There are two significant benefits to using a piece of software such as HTTP Client when testing an API method:

  1. It’s quick.
  2. It tests the API method in isolation.

The second point is very important. By testing the API method in isolation, you remove ambiguity as to the cause of any issues you encounter. Assuming you’ve entered the request parameters correctly, you can be certain that any anomalies in the response are an issue with the API or its documentation, as opposed to a bug in your code.

How to test the request

Uncovering problems at the “request” stage can be tricky. If the API documentation tells you to send an unknown or badly-formatted parameter to the API, your reward is usually little more than a cryptic error message.

Every single problem I’ve encountered at the request stage of an API call was due to one of the following:

  1. An incorrectly-documented method name.
  2. An incorrectly-documented parameter name.
  3. An incorrectly-documented parameter format.

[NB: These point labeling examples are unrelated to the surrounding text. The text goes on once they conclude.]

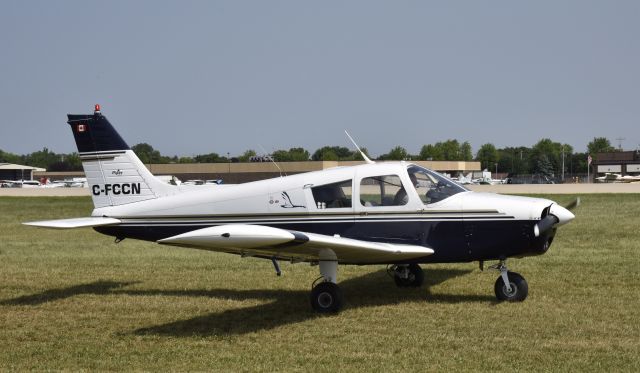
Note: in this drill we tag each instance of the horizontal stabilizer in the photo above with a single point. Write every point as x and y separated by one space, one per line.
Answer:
74 223
267 241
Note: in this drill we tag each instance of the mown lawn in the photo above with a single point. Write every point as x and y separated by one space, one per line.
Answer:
75 300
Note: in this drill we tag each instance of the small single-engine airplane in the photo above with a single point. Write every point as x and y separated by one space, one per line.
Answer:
393 213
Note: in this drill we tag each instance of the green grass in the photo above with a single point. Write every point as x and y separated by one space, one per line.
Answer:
74 300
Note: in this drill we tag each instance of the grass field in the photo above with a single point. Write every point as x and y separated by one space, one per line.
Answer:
74 300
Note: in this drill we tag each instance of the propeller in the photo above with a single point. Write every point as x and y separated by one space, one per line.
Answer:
548 220
545 224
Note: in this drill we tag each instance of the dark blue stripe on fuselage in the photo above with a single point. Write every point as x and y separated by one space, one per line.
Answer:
452 240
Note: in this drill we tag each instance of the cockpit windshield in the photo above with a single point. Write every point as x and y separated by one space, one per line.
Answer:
431 186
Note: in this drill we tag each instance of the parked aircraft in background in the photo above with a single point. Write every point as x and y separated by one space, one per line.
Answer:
393 213
617 178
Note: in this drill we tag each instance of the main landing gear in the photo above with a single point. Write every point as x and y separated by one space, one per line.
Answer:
407 275
510 286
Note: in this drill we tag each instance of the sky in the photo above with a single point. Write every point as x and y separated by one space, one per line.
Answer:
195 77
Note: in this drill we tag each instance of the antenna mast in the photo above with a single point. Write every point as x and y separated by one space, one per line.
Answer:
366 159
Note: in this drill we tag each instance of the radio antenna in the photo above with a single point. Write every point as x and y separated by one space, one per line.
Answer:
366 159
272 160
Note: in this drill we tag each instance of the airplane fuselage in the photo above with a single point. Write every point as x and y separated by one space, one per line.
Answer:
467 226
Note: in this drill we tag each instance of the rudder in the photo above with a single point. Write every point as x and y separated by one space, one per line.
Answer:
115 175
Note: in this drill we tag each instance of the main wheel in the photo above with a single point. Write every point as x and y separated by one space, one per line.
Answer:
519 288
415 277
326 297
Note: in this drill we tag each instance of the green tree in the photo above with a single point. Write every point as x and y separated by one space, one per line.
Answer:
450 150
396 154
42 158
466 154
599 145
552 151
544 166
246 156
487 156
209 158
6 157
430 152
147 153
332 153
291 155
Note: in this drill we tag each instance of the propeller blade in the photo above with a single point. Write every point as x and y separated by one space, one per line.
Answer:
573 204
544 225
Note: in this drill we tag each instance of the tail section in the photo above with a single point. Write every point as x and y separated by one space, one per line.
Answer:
115 175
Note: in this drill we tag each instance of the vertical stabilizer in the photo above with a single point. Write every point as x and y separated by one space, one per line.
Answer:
115 175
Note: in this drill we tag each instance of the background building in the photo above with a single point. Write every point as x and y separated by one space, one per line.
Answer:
10 171
623 163
234 173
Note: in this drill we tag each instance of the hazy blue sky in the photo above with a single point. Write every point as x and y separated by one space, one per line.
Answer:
193 77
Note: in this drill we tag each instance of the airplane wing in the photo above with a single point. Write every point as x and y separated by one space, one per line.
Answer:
259 240
74 223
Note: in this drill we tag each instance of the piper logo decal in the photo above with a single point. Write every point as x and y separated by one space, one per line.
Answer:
116 189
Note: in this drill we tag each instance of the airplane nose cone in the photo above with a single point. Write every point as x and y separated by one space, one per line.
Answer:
564 216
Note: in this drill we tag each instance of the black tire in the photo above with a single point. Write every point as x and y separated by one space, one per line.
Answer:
326 297
415 279
519 288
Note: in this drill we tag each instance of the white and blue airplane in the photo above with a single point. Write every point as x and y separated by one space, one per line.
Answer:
393 213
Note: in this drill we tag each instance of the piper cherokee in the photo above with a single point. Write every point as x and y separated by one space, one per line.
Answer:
393 213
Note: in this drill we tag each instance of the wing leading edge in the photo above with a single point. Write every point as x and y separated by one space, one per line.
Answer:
74 223
268 241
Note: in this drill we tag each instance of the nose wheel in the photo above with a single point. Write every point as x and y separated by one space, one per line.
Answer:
407 275
326 296
510 286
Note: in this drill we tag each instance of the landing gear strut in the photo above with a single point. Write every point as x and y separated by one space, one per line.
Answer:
407 275
326 297
510 286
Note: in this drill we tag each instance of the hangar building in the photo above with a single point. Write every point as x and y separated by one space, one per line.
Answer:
234 173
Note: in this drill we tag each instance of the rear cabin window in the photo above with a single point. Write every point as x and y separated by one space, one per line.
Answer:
384 190
336 195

If all of this sounds highly unlikely, allow me to furnish you with two examples:

  • Last year I did some work with the Chargify API. At that time every single API method used camel-case naming, apart from one, which used underscores. Not surprisingly, the person responsible for the documentation was unaware of this bizarre anomaly.
  • Right up until a few weeks ago, the OpenGateway API documentation swore blind that “year” values should be supplied in 2-digit format. You can guess how that one ended.

If you encounter a problem at the request stage, and the API response doesn’t include a meaningful error message, by all means use the above list to identify likely culprits.

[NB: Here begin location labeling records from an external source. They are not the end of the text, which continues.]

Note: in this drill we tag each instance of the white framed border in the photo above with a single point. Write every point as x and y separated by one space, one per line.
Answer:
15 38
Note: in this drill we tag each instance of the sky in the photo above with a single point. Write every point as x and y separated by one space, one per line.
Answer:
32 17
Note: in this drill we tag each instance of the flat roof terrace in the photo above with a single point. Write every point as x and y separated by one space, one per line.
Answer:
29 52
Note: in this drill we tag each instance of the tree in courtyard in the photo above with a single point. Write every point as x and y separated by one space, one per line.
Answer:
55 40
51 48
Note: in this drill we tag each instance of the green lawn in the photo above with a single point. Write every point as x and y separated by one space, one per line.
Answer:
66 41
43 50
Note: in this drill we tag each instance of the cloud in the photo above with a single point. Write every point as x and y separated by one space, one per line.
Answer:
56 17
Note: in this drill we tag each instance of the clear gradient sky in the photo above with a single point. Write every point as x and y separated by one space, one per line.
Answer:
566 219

However, bear in mind that it’s not your job to debug the API, and you’ll need to confirm any bugs or documentation errors with the API authors before proceeding, so don’t spend too long on this. Just submit a support request, and get on with something more productive.

How to test the response

By comparison, testing the API method’s response is much easier, as discrepancies between the documentation and the actual response are easy to spot. Even so, there are a few things worth looking out for.

  1. Does the response structure differ depending on the number of items returned? This was an issue with the old Campaign Monitor API.
  2. Does the response include undocumented (but potentially very useful) information?
  3. Does the format of the response data tally with the documentation?

The above applies both for successful API calls, and those that generate an error. As ever, if you find a anomaly, confirm the intended behaviour with the API author before proceeding.

Conclusion

Follow the strategies outlined in this post to get up-and-running with your chosen API quickly, and uncover potential stumbling blocks before they become an issue.